The Report should be submitted via Canvas by Midnight on Sunday 19th


April 2020
Warrior Ltd

You are the recently appointed accountant at Warrior Ltd is a new company, which will be
incorporated on 1st April 2020. Initially the company will manufacture and sell a single
electronic product used in the production of drones. The following details relate to the
company’s first financial year:

Selling price £275 per unit.

Direct materials cost £75 per unit

Direct labour is 5 hours per unit for the first 2 months, reducing to 4 hours per
unit thereafter.

Direct labour cost £12 per hour

Sales targets for the forthcoming financial year are as follows:

Units

April 2020 1,200

May 1,400

June 1,500

July 1,900

August 2,000

September 2,000

October 2,100

November 2,200

December 2,000

January 2021 1,800


February 1,800

March 1,900

90% of sales will be on credit terms, with customers paying two months later. The remaining
sales are paid for immediately. Closing inventory is planned to be 10% of the following
month’s sales target. Sales for April 2021 are expected to be 1,700 units.

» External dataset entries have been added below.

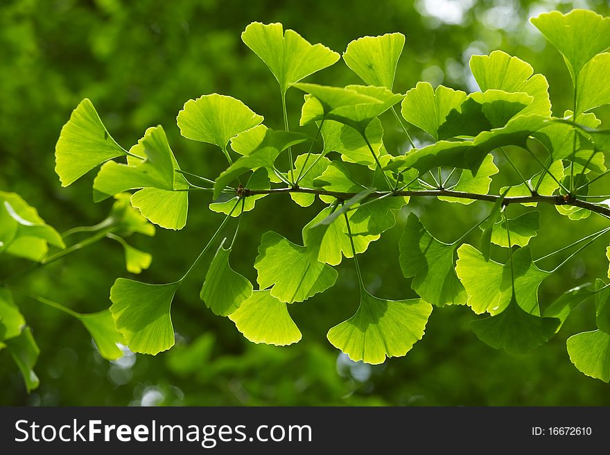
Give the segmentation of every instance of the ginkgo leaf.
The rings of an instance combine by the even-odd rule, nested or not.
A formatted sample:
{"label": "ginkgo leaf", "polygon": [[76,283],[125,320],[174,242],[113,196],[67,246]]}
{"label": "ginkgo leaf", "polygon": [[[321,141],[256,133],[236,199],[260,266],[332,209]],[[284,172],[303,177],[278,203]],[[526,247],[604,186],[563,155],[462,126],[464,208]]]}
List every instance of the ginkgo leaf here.
{"label": "ginkgo leaf", "polygon": [[40,381],[36,373],[34,372],[34,366],[38,360],[38,354],[40,350],[32,335],[32,330],[26,327],[19,336],[15,336],[10,340],[5,340],[4,344],[24,378],[26,384],[26,390],[28,393],[37,388]]}
{"label": "ginkgo leaf", "polygon": [[[304,188],[315,187],[314,181],[326,170],[331,160],[324,156],[311,154],[299,155],[295,160],[295,175],[302,175],[299,185]],[[306,173],[305,173],[306,172]],[[290,193],[290,198],[301,207],[309,207],[315,200],[315,194]]]}
{"label": "ginkgo leaf", "polygon": [[527,354],[548,341],[559,320],[541,318],[524,311],[512,298],[500,314],[471,323],[478,338],[496,349],[511,354]]}
{"label": "ginkgo leaf", "polygon": [[[609,28],[610,31],[610,28]],[[610,53],[600,53],[585,65],[576,83],[576,113],[610,104],[610,86],[606,83],[610,73]]]}
{"label": "ginkgo leaf", "polygon": [[89,314],[80,314],[78,319],[95,341],[104,359],[116,360],[123,355],[116,343],[125,344],[122,334],[116,329],[112,314],[107,309]]}
{"label": "ginkgo leaf", "polygon": [[472,141],[439,141],[393,158],[385,169],[415,168],[420,173],[442,166],[469,169],[476,173],[488,153],[498,147],[516,145],[525,148],[528,138],[547,125],[543,116],[518,115],[505,126],[483,131]]}
{"label": "ginkgo leaf", "polygon": [[432,305],[421,299],[387,300],[363,290],[356,314],[326,338],[354,361],[383,363],[406,355],[421,339],[431,313]]}
{"label": "ginkgo leaf", "polygon": [[252,343],[286,346],[297,343],[301,332],[288,313],[288,305],[269,291],[254,291],[229,315],[235,327]]}
{"label": "ginkgo leaf", "polygon": [[48,244],[66,248],[62,237],[16,193],[0,191],[0,253],[41,261]]}
{"label": "ginkgo leaf", "polygon": [[391,90],[404,45],[405,35],[402,33],[365,36],[347,44],[343,60],[369,85]]}
{"label": "ginkgo leaf", "polygon": [[248,171],[260,167],[272,168],[281,152],[308,139],[308,136],[299,132],[268,129],[265,137],[254,150],[239,158],[218,175],[214,184],[214,198],[220,195],[225,186]]}
{"label": "ginkgo leaf", "polygon": [[466,92],[439,85],[435,90],[430,83],[418,82],[407,92],[401,112],[403,117],[438,140],[439,127],[445,123],[449,112],[459,111],[466,101]]}
{"label": "ginkgo leaf", "polygon": [[[540,212],[537,210],[527,212],[515,218],[508,219],[510,229],[510,241],[513,245],[526,246],[530,240],[538,235],[540,228]],[[502,220],[494,223],[491,232],[491,241],[496,245],[507,248],[508,236],[506,230],[506,221]]]}
{"label": "ginkgo leaf", "polygon": [[301,108],[299,124],[302,126],[313,121],[324,120],[329,113],[339,108],[358,105],[360,106],[358,108],[362,108],[361,105],[382,103],[381,99],[358,93],[349,87],[299,83],[295,84],[295,88],[308,94],[304,96],[305,102]]}
{"label": "ginkgo leaf", "polygon": [[[408,197],[387,197],[374,203],[358,206],[349,215],[349,226],[353,236],[376,235],[396,224],[394,212],[409,202]],[[347,234],[347,225],[343,229]]]}
{"label": "ginkgo leaf", "polygon": [[[362,135],[349,125],[332,120],[324,121],[322,127],[324,153],[337,152],[343,161],[364,166],[376,164],[375,159]],[[374,119],[365,130],[365,135],[378,157],[383,145],[383,127],[378,119]]]}
{"label": "ginkgo leaf", "polygon": [[527,62],[502,51],[494,51],[489,55],[471,57],[470,69],[483,92],[494,89],[510,93],[522,92],[533,96],[532,103],[520,114],[550,117],[548,82],[542,74],[534,74],[534,69]]}
{"label": "ginkgo leaf", "polygon": [[332,286],[337,271],[314,259],[304,246],[295,245],[272,231],[265,232],[254,262],[261,289],[286,303],[302,302]]}
{"label": "ginkgo leaf", "polygon": [[610,17],[588,10],[544,12],[530,22],[564,55],[576,80],[581,69],[593,57],[610,47]]}
{"label": "ginkgo leaf", "polygon": [[118,278],[110,289],[110,312],[134,352],[155,355],[174,345],[170,310],[180,282],[148,284]]}
{"label": "ginkgo leaf", "polygon": [[[559,319],[560,323],[557,329],[559,332],[572,310],[595,295],[591,288],[591,284],[586,283],[566,291],[544,310],[543,316],[546,318]],[[597,295],[595,297],[597,298]]]}
{"label": "ginkgo leaf", "polygon": [[117,233],[121,235],[129,235],[134,232],[148,236],[155,235],[155,225],[131,205],[131,196],[129,193],[114,195],[115,200],[110,210],[110,218],[117,223]]}
{"label": "ginkgo leaf", "polygon": [[[335,103],[336,95],[334,92],[329,93],[322,85],[316,84],[295,84],[295,87],[306,93],[311,94],[320,101],[318,104],[312,104],[308,100],[306,101],[302,112],[301,122],[308,123],[322,119],[334,120],[341,123],[350,126],[360,135],[364,135],[367,126],[374,119],[376,118],[397,103],[401,101],[404,95],[392,93],[383,87],[372,85],[347,85],[345,89],[368,97],[366,103],[355,103],[343,101],[343,104],[333,107],[328,103]],[[343,96],[343,98],[347,96]],[[310,98],[311,99],[311,98]],[[354,100],[355,101],[355,99]]]}
{"label": "ginkgo leaf", "polygon": [[[497,174],[498,172],[498,169],[494,164],[493,155],[488,155],[483,160],[483,162],[481,163],[474,175],[469,171],[462,171],[458,183],[451,188],[451,191],[487,194],[489,192],[489,185],[491,184],[491,177]],[[465,205],[474,202],[472,199],[447,196],[439,196],[439,200],[449,203],[459,203]]]}
{"label": "ginkgo leaf", "polygon": [[[329,166],[330,167],[330,166]],[[365,189],[345,202],[333,212],[327,207],[320,212],[303,228],[303,243],[313,259],[336,266],[342,257],[353,257],[349,237],[343,231],[347,223],[343,214],[350,207],[370,195],[374,190]],[[356,236],[353,241],[356,253],[367,250],[369,243],[379,239],[379,235]]]}
{"label": "ginkgo leaf", "polygon": [[134,146],[144,152],[146,159],[134,160],[128,164],[115,161],[105,163],[94,180],[95,202],[128,189],[174,189],[175,159],[163,128],[160,125],[149,128]]}
{"label": "ginkgo leaf", "polygon": [[[250,175],[250,178],[248,179],[248,181],[245,184],[245,187],[248,189],[255,190],[269,189],[270,188],[271,188],[271,184],[269,181],[269,174],[268,173],[267,170],[265,169],[260,169],[254,171],[254,172],[252,173],[252,175]],[[254,209],[256,201],[259,199],[264,198],[265,196],[267,195],[252,194],[243,199],[243,212],[250,212],[250,210]],[[290,196],[294,195],[291,193]],[[241,206],[239,206],[240,210],[233,210],[233,207],[235,206],[235,201],[237,200],[237,196],[234,196],[229,199],[223,202],[212,203],[209,205],[209,209],[212,212],[216,212],[217,213],[223,213],[225,215],[228,215],[230,213],[232,216],[239,216],[239,215],[242,212],[242,210],[241,209]]]}
{"label": "ginkgo leaf", "polygon": [[470,94],[458,110],[451,110],[439,125],[438,139],[474,137],[482,131],[505,126],[512,117],[532,104],[526,93],[489,89]]}
{"label": "ginkgo leaf", "polygon": [[[566,110],[564,114],[564,118],[571,120],[572,111]],[[601,123],[592,112],[580,114],[576,119],[579,124],[592,128],[597,128]],[[568,123],[553,121],[532,135],[542,142],[552,160],[566,160],[572,155],[574,151],[575,134],[577,134],[576,150],[579,151],[582,148],[584,137],[580,132],[575,130],[573,126]],[[589,146],[586,148],[591,148]]]}
{"label": "ginkgo leaf", "polygon": [[403,275],[413,277],[411,287],[421,298],[438,307],[466,303],[466,291],[453,270],[457,244],[435,239],[412,213],[399,248]]}
{"label": "ginkgo leaf", "polygon": [[540,315],[538,288],[550,273],[536,266],[529,248],[512,254],[512,271],[509,261],[485,261],[480,252],[464,243],[458,249],[455,273],[468,294],[467,304],[477,314],[495,315],[506,308],[512,296],[514,276],[518,304],[528,313]]}
{"label": "ginkgo leaf", "polygon": [[595,289],[595,322],[600,330],[610,334],[610,287],[598,279]]}
{"label": "ginkgo leaf", "polygon": [[12,295],[6,288],[0,288],[0,341],[19,336],[26,320],[15,304]]}
{"label": "ginkgo leaf", "polygon": [[282,93],[339,60],[339,54],[325,46],[312,45],[293,30],[284,32],[281,24],[252,22],[241,40],[271,70]]}
{"label": "ginkgo leaf", "polygon": [[182,136],[214,144],[223,151],[232,137],[263,119],[241,101],[216,93],[189,100],[176,117]]}
{"label": "ginkgo leaf", "polygon": [[126,154],[85,98],[62,128],[55,148],[55,171],[62,186],[67,187],[105,161]]}
{"label": "ginkgo leaf", "polygon": [[347,168],[337,161],[331,162],[321,175],[314,179],[313,184],[327,191],[358,193],[363,190],[361,186],[352,180]]}
{"label": "ginkgo leaf", "polygon": [[231,268],[229,264],[231,248],[224,248],[225,240],[218,246],[200,293],[205,306],[220,316],[233,313],[252,295],[254,289],[247,278]]}
{"label": "ginkgo leaf", "polygon": [[[564,177],[564,164],[561,161],[555,161],[548,166],[548,172],[542,170],[528,180],[529,187],[525,183],[512,187],[503,187],[500,191],[508,191],[507,197],[531,196],[532,189],[537,188],[537,193],[543,196],[552,196],[559,188],[557,181]],[[555,178],[553,178],[555,177]],[[540,181],[541,179],[541,182]],[[523,205],[536,207],[538,203],[524,203]]]}
{"label": "ginkgo leaf", "polygon": [[610,381],[610,335],[601,330],[573,335],[566,343],[570,361],[584,375]]}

Direct materials will be purchased during the month they are required for production and
paid for during the following month. An overhead absorption rate of £12 per direct labour
hour has been calculated for the variable production overheads. Variable distribution costs of
£8 per unit sold will also be incurred.

Total fixed production overheads of £115,000 and total fixed administration and distribution
overheads of £73,000 for the year will be incurred on an even basis throughout the year. All
overheads and the direct labour costs will be paid for in the month in which they are
incurred.

All production machinery will be leased; the costs of leasing the machinery are included in
the above figures. Warrior Ltd will also buy equipment that will be used mainly in the I.T.
department. They will purchase and pay for the equipment in June 2020. The equipment will
cost £22,000 and will be depreciated by 25% per annum. Depreciation is not included in the
overhead details given above.

Warrior Ltd will issue 140,000 ordinary shares of £1 at par for cash on 1st April 2020 and the
company is unwilling to issue any further shares at this stage.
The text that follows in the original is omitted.